C++ Sets

A C++ set is an STL container that stores unique values in sorted order. Use std::set when each value should appear only once and you want C++ to keep the values ordered for you.

Sets are different from vectors and lists because they are not mainly about position. They are mainly about membership: whether a value is present or not.

Including the Set Header

To use a set, include the <set> header. A set type is written as std::set<T>, where T is the type of value stored in the set.

#include <iostream>
#include <set>
#include <string>

int main(void) {
    std::set<std::string> names = {"Mia", "Alex", "Mia", "Zoe"};

    names.insert("Ben");
    names.insert("Alex");

    for (std::string name : names) {
        std::cout << name << std::endl;
    }

    return 0;
}

Output:

Alex
Ben
Mia
Zoe

The duplicate values are ignored. "Mia" appears only once even though it was listed twice, and "Alex" is not added a second time. The output is alphabetical because std::set stores its elements in sorted order.

Adding Values

The insert() function adds a value to a set. If the value is already present, the set stays the same because every element must be unique.

Unlike a vector, a set does not support index access such as items[0]. The first element is not necessarily the first value you inserted; it is the smallest value according to the set’s ordering.

Finding and Removing Values

The find() function searches for a value. If it finds the value, it returns an iterator pointing to that element. If it does not find the value, it returns end(). The erase() function removes a value if it exists.

#include <iostream>
#include <set>

int main(void) {
    std::set<int> scores = {80, 95, 70, 88};

    scores.erase(70);
    scores.insert(100);

    if (scores.find(95) != scores.end()) {
        std::cout << "95 is in the set" << std::endl;
    }

    std::cout << "Has 70: " << scores.count(70) << std::endl;
    std::cout << "Size: " << scores.size() << std::endl;

    for (int score : scores) {
        std::cout << score << std::endl;
    }

    return 0;
}

Output:

95 is in the set
Has 70: 0
Size: 4
80
88
95
100

The value 70 is removed, and 100 is added. Because sets are sorted, the final loop prints the scores from lowest to highest.

Using count()

The count() function tells you how many elements match a value. In a std::set, the answer is always 0 or 1, because duplicates are not allowed.
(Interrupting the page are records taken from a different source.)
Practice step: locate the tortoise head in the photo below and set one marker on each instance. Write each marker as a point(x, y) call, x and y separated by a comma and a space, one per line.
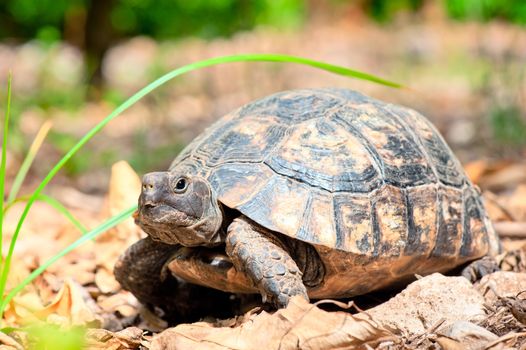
point(177, 208)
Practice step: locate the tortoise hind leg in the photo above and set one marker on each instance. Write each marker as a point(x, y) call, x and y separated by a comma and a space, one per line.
point(261, 256)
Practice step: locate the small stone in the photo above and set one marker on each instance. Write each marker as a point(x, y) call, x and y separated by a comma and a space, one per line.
point(504, 283)
point(428, 300)
point(468, 334)
point(280, 269)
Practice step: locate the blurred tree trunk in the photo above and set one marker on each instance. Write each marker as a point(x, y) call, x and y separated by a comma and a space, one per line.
point(99, 36)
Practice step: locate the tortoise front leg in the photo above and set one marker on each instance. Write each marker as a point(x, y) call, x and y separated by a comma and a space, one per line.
point(262, 257)
point(142, 271)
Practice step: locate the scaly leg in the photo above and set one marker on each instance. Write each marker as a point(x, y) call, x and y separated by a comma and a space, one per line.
point(143, 270)
point(263, 258)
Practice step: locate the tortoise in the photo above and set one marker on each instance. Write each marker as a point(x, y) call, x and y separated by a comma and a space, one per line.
point(321, 193)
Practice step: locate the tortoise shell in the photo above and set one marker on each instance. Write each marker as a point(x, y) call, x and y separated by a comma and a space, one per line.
point(372, 186)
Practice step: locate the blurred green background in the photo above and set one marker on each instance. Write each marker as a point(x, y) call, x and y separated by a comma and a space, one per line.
point(75, 60)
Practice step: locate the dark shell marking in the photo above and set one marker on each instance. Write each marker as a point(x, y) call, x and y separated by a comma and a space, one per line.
point(348, 174)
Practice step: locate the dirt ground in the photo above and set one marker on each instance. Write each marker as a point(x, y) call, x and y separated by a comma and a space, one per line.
point(435, 312)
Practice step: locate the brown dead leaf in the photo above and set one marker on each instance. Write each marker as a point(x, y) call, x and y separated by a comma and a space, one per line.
point(124, 303)
point(476, 169)
point(70, 307)
point(105, 280)
point(496, 210)
point(507, 177)
point(129, 338)
point(517, 203)
point(300, 325)
point(449, 344)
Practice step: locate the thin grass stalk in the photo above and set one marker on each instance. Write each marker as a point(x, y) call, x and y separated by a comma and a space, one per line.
point(55, 204)
point(28, 160)
point(149, 88)
point(117, 219)
point(3, 166)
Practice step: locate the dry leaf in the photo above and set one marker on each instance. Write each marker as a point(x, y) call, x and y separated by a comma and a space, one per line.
point(496, 210)
point(517, 203)
point(70, 306)
point(124, 303)
point(105, 280)
point(300, 325)
point(506, 177)
point(129, 338)
point(475, 170)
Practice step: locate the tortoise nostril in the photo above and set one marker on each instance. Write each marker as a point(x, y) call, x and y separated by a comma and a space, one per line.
point(149, 205)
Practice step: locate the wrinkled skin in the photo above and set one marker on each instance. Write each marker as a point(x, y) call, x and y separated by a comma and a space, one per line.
point(178, 210)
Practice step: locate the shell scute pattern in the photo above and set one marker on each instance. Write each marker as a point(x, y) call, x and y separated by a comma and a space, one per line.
point(346, 173)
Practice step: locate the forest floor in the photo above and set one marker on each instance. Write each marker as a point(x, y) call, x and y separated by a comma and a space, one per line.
point(435, 311)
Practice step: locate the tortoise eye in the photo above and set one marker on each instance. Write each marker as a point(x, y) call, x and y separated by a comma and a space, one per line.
point(181, 185)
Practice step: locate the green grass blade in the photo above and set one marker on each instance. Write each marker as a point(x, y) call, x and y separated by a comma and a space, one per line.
point(53, 203)
point(61, 209)
point(3, 165)
point(149, 88)
point(30, 156)
point(88, 236)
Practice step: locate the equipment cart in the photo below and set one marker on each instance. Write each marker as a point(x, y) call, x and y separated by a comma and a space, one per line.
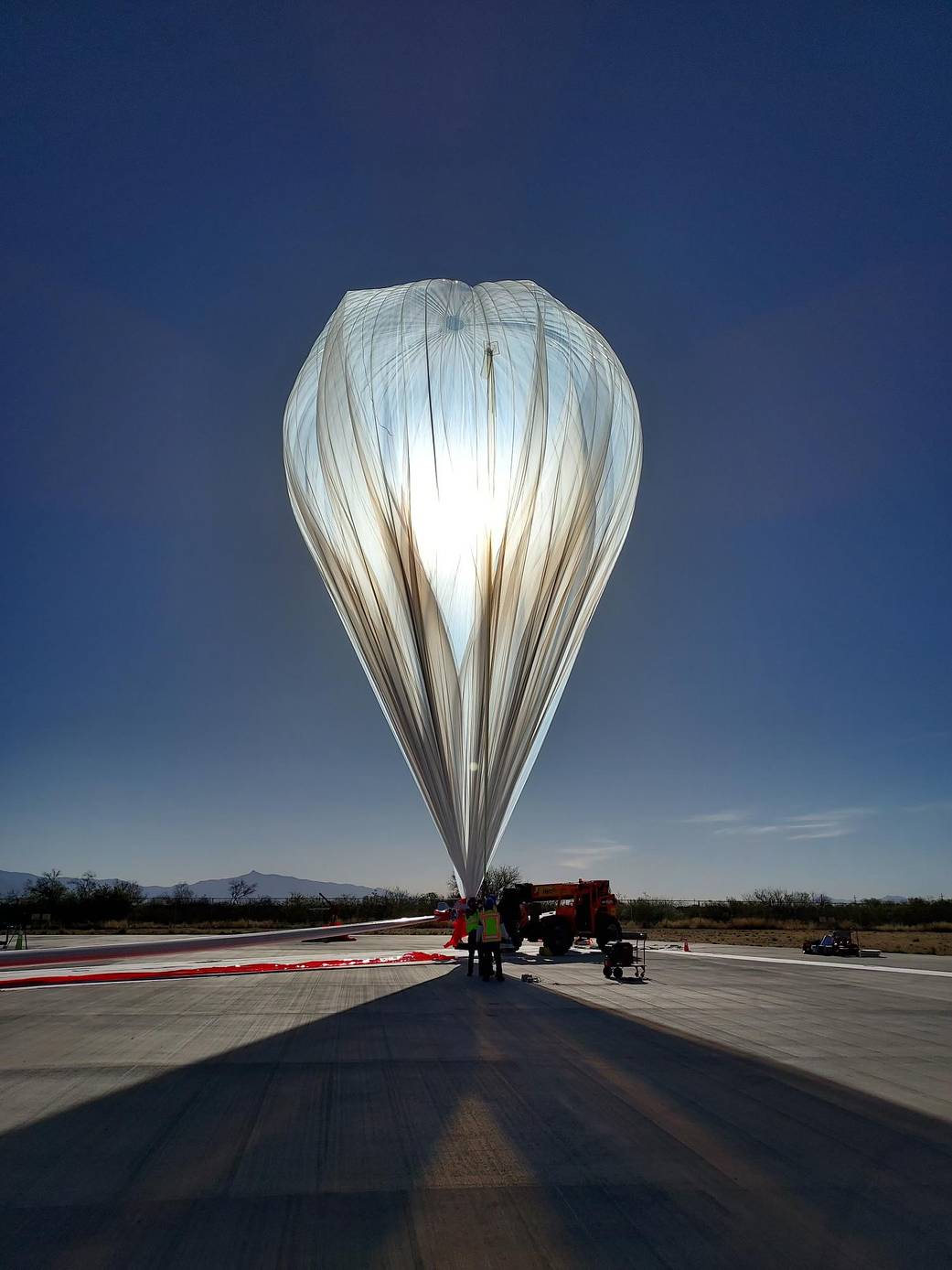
point(624, 955)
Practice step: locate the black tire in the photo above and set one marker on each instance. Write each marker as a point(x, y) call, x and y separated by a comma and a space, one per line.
point(607, 931)
point(556, 933)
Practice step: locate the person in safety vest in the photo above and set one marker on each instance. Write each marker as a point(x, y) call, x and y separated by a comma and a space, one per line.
point(473, 931)
point(458, 925)
point(490, 939)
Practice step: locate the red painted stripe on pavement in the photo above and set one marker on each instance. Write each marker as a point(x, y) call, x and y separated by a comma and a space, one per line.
point(48, 981)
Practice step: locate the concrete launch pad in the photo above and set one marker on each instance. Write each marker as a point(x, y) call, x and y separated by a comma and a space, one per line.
point(725, 1113)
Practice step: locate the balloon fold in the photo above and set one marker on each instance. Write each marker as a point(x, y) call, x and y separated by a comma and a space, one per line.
point(464, 464)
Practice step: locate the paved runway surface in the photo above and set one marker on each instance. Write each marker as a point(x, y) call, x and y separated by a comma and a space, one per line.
point(725, 1113)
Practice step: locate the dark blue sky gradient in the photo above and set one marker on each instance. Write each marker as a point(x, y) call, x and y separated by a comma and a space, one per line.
point(752, 202)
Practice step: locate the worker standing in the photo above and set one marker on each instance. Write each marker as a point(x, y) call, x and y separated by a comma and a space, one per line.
point(458, 925)
point(473, 931)
point(490, 940)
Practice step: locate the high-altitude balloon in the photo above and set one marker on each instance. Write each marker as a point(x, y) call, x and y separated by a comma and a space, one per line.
point(464, 462)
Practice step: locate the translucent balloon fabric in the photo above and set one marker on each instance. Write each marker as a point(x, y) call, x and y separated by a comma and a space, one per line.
point(464, 464)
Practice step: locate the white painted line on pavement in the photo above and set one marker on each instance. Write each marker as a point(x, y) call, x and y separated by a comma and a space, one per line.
point(815, 962)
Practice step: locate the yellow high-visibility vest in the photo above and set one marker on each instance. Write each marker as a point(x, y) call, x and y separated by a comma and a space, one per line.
point(491, 926)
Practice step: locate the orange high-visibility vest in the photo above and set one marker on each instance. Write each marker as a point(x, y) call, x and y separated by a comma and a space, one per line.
point(491, 926)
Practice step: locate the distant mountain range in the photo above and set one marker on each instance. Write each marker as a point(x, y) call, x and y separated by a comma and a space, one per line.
point(273, 886)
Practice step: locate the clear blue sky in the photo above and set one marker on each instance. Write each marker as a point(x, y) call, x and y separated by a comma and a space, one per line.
point(751, 200)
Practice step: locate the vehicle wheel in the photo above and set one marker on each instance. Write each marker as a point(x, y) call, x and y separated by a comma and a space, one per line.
point(607, 931)
point(556, 933)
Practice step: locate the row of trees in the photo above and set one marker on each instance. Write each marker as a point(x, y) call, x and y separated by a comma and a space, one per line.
point(89, 902)
point(775, 906)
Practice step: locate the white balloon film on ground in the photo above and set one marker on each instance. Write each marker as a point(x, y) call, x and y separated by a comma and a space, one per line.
point(464, 464)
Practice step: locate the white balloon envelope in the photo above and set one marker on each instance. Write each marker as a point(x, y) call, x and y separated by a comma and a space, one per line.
point(464, 464)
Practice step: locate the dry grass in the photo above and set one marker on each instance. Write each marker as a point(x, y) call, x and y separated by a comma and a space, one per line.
point(895, 940)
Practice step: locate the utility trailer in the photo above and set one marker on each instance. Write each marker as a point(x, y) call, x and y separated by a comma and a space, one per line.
point(625, 955)
point(840, 942)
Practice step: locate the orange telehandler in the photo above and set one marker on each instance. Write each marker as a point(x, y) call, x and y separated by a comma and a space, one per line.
point(556, 912)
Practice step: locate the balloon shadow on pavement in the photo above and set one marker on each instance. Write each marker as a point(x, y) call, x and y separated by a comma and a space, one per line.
point(447, 1123)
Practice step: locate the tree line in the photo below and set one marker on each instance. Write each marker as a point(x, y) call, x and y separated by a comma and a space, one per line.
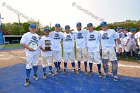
point(21, 28)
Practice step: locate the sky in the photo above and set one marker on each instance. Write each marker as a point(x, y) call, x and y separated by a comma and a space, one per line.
point(67, 12)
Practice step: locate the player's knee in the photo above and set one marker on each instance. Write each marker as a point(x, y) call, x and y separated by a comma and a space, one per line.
point(28, 66)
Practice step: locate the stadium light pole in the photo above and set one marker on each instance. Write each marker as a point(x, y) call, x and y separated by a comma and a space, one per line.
point(19, 24)
point(1, 22)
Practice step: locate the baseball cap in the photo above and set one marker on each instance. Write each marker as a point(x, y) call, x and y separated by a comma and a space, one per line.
point(118, 28)
point(46, 29)
point(57, 25)
point(32, 25)
point(133, 29)
point(67, 27)
point(89, 24)
point(79, 24)
point(103, 24)
point(126, 29)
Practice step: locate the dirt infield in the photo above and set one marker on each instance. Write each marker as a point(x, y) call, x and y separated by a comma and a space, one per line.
point(12, 57)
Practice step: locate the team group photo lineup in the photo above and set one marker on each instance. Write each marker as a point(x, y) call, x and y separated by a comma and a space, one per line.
point(81, 47)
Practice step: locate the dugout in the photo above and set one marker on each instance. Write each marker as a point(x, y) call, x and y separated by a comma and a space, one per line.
point(11, 39)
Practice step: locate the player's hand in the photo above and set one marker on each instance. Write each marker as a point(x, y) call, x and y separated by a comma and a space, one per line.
point(31, 49)
point(43, 50)
point(120, 50)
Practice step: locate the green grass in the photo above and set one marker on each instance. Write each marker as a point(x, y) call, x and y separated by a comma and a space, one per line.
point(12, 45)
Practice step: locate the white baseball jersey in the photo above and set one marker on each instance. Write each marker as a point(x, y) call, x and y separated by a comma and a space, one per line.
point(137, 36)
point(93, 41)
point(28, 38)
point(68, 42)
point(56, 40)
point(132, 40)
point(121, 37)
point(45, 42)
point(80, 37)
point(108, 38)
point(126, 37)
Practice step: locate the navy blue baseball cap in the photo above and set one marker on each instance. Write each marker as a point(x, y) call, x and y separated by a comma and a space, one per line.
point(79, 24)
point(32, 25)
point(67, 27)
point(126, 29)
point(133, 29)
point(103, 24)
point(57, 25)
point(89, 24)
point(118, 28)
point(46, 29)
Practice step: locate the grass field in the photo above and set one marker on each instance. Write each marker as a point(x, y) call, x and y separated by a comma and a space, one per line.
point(12, 45)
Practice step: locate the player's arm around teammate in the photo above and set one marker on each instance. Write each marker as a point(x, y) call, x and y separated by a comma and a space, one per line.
point(46, 52)
point(137, 39)
point(132, 43)
point(126, 41)
point(108, 37)
point(93, 45)
point(121, 36)
point(56, 37)
point(30, 42)
point(81, 46)
point(68, 45)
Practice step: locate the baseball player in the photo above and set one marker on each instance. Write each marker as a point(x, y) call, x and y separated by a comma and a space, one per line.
point(108, 37)
point(137, 38)
point(81, 46)
point(126, 41)
point(57, 37)
point(93, 45)
point(46, 52)
point(30, 42)
point(68, 45)
point(121, 36)
point(132, 43)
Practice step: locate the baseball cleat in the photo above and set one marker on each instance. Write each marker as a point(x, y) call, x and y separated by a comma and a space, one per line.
point(105, 75)
point(86, 71)
point(79, 70)
point(51, 73)
point(65, 70)
point(27, 83)
point(100, 74)
point(74, 71)
point(90, 73)
point(57, 71)
point(35, 77)
point(115, 78)
point(44, 76)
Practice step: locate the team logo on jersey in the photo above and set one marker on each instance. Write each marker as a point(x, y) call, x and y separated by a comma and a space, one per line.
point(125, 35)
point(120, 36)
point(79, 36)
point(34, 38)
point(105, 36)
point(68, 38)
point(33, 43)
point(92, 38)
point(132, 36)
point(56, 36)
point(47, 45)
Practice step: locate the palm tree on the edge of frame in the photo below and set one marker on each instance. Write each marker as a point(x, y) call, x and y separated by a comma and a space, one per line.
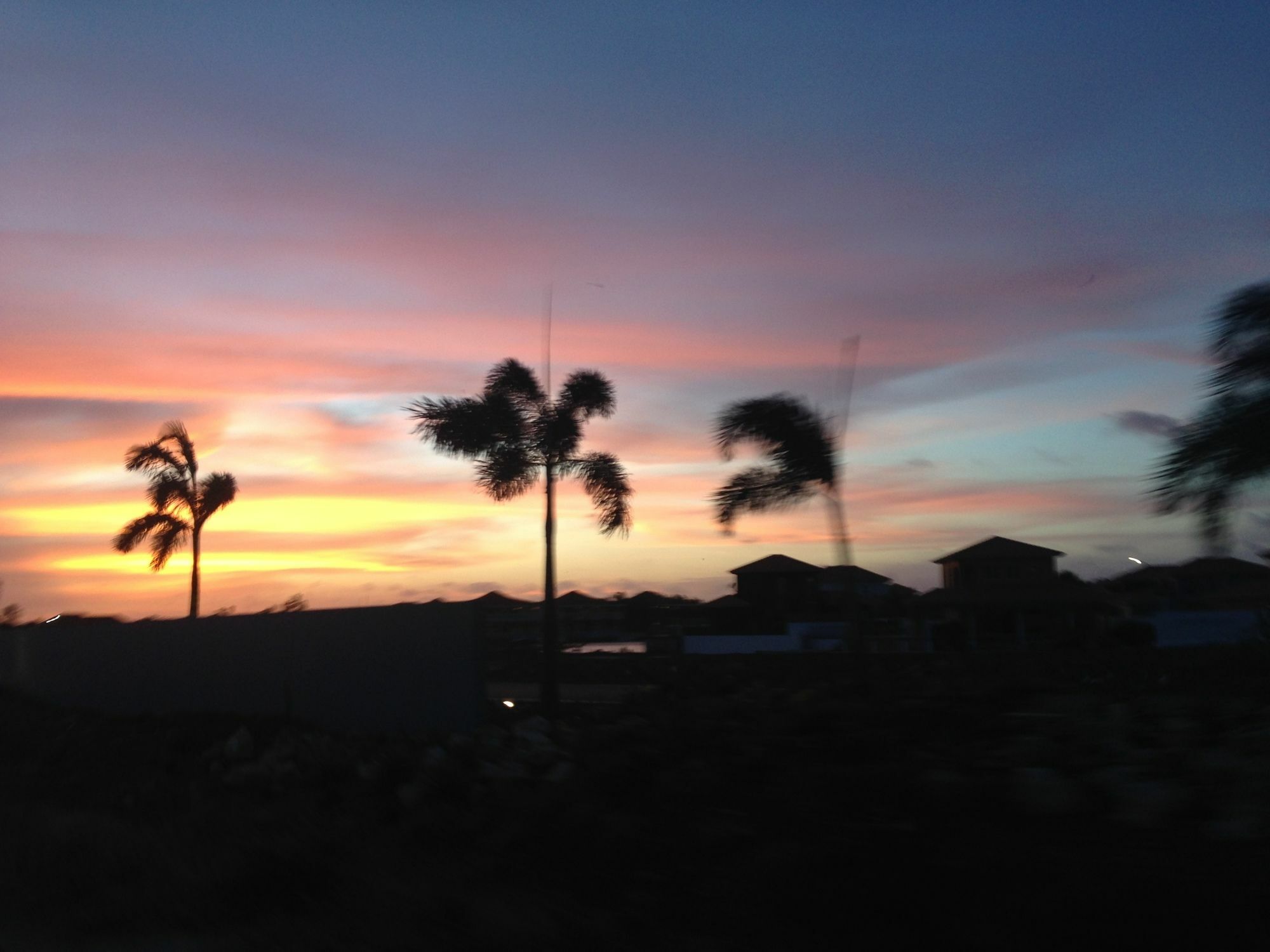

Use count(value) > 0 when you only need a yes-or-no membership test. Use find(value) when you need an iterator to the found element.

Common Set Functions

Function What it does
insert(value) Adds a value if it is not already present
erase(value) Removes a matching value
find(value) Returns an iterator to the value or end()
count(value) Returns 1 if present, otherwise 0
size() Returns the number of stored elements
empty() Returns whether the set has no elements

When To Use a Set

Use std::set when you need unique values, sorted iteration, and fast lookup by value. Use a vector when duplicates and index positions matter more than membership tests.

Takeaway: std::set stores one copy of each value and keeps those values sorted automatically.